Micro-Optimizations in Kotlin — What Actually Matters

27 February 2025

Kotlin Performance

I used to think micro-optimizations were a waste of time. Profile first, optimize the hot path, don’t prematurely optimize — that’s the standard advice, and it’s mostly right. For business logic that runs once when a button is tapped, shaving a few nanoseconds off an operation is meaningless. Nobody’s user experience improved because you replaced forEach with a manual for loop in your login flow.

But then I started paying closer attention to how Romain Guy — who works on the Android graphics team at Google — approaches performance in Jetpack Compose. He’s been publishing a series of micro-optimization posts that changed how I think about this. His key insight is this: when you’re writing library code that gets invoked many times per frame, even micro-optimizations can make a meaningful difference. The effects compound. And some of the techniques he demonstrates are genuinely surprising — like getting a 1.7x speedup from changing a single character in your code.

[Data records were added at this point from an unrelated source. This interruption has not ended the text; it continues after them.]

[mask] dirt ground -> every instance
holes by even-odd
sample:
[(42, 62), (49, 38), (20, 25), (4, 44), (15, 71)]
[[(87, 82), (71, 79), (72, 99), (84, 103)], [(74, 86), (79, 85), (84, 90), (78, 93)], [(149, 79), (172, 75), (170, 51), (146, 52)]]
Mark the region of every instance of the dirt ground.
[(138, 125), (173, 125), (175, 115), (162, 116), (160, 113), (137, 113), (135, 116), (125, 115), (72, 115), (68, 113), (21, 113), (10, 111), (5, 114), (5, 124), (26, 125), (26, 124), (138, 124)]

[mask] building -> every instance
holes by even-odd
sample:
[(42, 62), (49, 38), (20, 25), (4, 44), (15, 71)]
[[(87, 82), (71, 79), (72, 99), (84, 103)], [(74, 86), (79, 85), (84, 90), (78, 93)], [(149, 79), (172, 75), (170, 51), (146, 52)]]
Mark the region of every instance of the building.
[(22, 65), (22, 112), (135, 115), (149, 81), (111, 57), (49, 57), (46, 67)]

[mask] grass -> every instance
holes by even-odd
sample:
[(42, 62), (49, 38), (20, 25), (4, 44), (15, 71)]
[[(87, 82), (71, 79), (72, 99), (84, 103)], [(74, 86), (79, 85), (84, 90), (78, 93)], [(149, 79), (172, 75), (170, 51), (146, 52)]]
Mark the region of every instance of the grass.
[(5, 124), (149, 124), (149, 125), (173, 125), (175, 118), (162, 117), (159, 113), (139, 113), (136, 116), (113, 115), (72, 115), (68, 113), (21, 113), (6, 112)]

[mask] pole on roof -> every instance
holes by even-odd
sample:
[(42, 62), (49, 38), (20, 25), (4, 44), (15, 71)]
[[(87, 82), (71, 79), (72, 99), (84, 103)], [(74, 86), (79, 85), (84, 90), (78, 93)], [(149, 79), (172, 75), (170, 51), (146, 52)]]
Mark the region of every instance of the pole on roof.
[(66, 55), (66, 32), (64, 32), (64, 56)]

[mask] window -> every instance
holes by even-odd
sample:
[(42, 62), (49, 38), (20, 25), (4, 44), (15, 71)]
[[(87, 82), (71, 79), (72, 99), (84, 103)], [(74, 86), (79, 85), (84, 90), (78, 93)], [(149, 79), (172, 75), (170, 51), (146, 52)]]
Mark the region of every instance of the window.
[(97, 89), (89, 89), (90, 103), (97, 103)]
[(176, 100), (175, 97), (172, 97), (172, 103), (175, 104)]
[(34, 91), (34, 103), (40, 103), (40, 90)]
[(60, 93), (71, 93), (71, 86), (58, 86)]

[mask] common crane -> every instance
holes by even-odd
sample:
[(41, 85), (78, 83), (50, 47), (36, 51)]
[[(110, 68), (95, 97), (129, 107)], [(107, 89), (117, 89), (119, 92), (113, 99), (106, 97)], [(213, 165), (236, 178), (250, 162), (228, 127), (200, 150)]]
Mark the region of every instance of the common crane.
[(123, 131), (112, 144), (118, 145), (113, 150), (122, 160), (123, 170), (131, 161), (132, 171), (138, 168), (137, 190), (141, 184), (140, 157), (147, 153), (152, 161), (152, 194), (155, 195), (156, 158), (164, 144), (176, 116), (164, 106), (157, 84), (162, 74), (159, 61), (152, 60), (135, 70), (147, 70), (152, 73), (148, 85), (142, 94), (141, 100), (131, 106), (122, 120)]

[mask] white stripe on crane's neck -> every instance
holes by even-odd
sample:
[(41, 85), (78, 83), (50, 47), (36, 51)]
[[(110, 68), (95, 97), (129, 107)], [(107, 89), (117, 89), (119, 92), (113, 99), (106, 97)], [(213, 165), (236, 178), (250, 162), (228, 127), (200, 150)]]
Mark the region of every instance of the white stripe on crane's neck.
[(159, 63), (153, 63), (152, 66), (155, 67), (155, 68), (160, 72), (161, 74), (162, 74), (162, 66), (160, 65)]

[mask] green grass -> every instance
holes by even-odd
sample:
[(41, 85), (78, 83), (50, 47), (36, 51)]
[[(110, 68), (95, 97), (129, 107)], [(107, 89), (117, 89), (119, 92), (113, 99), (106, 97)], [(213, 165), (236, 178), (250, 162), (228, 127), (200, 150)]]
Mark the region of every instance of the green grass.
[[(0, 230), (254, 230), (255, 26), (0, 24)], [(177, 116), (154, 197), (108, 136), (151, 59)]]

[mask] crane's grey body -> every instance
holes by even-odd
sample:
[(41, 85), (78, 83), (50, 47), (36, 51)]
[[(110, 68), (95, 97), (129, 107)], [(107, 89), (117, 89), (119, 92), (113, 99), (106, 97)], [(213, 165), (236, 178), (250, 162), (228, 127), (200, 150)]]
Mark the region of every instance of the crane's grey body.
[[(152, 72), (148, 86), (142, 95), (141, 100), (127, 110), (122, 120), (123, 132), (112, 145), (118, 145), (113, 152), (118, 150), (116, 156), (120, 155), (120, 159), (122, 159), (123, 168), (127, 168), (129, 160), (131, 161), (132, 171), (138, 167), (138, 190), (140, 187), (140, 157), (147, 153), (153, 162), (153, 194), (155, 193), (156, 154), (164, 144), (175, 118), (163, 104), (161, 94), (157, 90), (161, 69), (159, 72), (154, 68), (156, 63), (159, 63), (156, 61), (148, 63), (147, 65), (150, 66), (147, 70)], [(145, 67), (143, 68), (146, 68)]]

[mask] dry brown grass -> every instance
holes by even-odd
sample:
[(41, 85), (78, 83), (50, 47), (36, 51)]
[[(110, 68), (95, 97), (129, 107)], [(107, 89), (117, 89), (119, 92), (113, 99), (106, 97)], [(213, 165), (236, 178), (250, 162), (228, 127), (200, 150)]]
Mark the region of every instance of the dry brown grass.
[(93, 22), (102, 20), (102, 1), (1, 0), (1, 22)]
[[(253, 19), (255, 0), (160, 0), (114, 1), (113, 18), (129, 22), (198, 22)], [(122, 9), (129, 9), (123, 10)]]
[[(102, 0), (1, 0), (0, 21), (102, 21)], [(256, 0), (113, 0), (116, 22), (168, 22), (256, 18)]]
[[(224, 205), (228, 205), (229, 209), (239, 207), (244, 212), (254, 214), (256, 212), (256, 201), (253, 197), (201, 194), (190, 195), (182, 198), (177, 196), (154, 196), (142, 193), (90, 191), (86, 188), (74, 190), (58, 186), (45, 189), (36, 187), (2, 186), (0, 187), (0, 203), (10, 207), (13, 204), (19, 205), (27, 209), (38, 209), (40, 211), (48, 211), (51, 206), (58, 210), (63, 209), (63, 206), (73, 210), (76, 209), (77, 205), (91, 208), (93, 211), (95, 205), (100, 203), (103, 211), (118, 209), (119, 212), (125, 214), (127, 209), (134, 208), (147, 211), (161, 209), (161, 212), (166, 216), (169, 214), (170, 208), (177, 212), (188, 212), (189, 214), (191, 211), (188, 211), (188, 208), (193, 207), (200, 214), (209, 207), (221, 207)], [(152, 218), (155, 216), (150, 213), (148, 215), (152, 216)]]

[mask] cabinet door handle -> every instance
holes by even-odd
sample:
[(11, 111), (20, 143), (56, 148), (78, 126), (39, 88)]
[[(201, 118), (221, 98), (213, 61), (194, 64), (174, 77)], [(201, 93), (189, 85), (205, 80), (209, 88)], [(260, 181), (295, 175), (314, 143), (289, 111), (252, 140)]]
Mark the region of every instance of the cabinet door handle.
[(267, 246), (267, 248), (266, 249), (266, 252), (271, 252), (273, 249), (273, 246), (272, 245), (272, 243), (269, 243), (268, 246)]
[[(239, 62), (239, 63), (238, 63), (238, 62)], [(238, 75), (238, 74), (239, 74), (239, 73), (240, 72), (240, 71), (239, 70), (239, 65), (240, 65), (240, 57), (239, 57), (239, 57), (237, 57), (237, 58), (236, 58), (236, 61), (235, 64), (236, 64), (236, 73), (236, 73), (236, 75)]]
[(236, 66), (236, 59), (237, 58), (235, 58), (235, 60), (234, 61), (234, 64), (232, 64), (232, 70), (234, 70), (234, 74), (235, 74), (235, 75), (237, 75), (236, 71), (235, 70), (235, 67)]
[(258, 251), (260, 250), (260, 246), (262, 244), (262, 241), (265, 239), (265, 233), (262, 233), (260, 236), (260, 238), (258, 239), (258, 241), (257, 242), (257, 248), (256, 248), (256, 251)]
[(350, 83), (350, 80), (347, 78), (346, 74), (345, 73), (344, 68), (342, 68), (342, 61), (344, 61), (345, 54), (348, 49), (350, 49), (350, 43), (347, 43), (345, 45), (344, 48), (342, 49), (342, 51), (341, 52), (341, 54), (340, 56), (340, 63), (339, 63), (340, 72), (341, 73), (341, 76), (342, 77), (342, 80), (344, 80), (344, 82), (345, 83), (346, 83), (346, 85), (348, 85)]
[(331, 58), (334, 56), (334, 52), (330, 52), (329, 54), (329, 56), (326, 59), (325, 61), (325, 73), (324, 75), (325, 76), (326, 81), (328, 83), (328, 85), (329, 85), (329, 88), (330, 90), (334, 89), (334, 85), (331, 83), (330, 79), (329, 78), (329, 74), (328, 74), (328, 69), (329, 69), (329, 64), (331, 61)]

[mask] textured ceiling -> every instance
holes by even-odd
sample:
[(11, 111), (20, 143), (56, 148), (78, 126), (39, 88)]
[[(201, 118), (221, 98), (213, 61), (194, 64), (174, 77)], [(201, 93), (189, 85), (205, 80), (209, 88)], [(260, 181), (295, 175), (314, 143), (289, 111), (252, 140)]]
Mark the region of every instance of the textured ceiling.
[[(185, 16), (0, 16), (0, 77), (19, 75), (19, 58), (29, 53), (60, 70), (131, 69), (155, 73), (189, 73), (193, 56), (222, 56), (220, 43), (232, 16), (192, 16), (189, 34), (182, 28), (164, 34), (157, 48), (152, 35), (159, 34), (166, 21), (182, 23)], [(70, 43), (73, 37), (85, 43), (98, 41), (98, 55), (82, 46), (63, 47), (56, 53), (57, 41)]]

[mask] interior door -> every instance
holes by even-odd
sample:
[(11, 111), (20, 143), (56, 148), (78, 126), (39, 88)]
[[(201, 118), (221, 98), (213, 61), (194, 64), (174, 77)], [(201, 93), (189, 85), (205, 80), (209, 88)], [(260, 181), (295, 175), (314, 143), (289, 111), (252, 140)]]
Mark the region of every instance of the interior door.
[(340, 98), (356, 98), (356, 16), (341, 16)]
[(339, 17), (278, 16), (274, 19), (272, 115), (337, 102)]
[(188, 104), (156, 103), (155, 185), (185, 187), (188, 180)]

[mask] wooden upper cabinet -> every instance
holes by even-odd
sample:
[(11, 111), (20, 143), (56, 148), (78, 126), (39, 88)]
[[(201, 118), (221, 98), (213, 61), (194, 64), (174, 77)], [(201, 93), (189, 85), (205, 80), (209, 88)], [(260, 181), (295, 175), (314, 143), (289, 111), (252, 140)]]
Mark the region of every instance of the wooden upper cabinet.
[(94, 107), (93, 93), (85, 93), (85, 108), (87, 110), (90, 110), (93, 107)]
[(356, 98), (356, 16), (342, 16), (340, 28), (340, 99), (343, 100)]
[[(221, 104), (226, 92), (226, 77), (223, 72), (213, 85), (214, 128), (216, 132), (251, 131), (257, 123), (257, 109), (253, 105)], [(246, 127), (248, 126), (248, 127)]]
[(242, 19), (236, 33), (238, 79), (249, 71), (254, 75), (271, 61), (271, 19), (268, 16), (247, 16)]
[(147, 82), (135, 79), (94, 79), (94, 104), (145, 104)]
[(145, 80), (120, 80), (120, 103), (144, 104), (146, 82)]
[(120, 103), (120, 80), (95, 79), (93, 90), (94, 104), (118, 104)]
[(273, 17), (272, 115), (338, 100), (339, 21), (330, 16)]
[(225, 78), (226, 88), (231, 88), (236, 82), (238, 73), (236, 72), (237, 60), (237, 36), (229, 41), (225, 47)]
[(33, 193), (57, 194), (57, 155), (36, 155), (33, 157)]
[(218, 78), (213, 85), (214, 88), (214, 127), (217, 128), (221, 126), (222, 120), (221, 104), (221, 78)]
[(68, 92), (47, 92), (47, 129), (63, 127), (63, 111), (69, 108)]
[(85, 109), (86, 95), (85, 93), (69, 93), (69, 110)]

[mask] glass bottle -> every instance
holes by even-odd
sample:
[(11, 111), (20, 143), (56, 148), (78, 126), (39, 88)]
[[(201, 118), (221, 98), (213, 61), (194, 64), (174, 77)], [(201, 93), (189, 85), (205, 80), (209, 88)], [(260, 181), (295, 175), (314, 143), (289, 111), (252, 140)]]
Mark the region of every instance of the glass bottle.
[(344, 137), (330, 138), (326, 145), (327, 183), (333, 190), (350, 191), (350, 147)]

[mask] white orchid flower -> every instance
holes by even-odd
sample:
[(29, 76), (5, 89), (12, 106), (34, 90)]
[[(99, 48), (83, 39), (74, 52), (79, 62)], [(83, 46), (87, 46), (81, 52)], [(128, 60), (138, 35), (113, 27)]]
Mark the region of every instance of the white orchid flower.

The lesson isn’t “micro-optimize everything.” The lesson is knowing which micro-optimizations matter, where they matter, and when the readability cost isn’t worth it.

`const val` vs `val`

This is one of the simplest optimizations in Kotlin and one that many developers miss. A val at the top level or inside a companion object is a runtime constant — the Kotlin compiler generates a backing field, a getter method, and initializes the value when the class loads. A const val is a compile-time constant — the compiler inlines the value directly at every call site during compilation. No field, no getter, no class loading dependency.

class AnimationConfig {
    companion object {
        val DURATION_MS = 300L          // runtime: getter + field access
        const val FRAME_BUDGET_MS = 16L // compile-time: inlined as literal 16L
    }
}

In the bytecode, every reference to DURATION_MS compiles to AnimationConfig.Companion.getDURATION_MS() — a static method call that reads a field. Every reference to FRAME_BUDGET_MS compiles to the literal 16L at the call site, as if you’d typed the number directly. The difference is a method call plus a field read versus a constant embedded in the instruction stream. For a single access this is trivial, but inside a rendering loop that checks FRAME_BUDGET_MS every frame, eliminating the method call and field read is free performance.

The restriction is that const val only works with primitives and String. You can’t use it for computed values or object references. But for numeric thresholds, string keys, capacity hints, and configuration constants — use const val. There’s zero downside and the compiler does less work at runtime.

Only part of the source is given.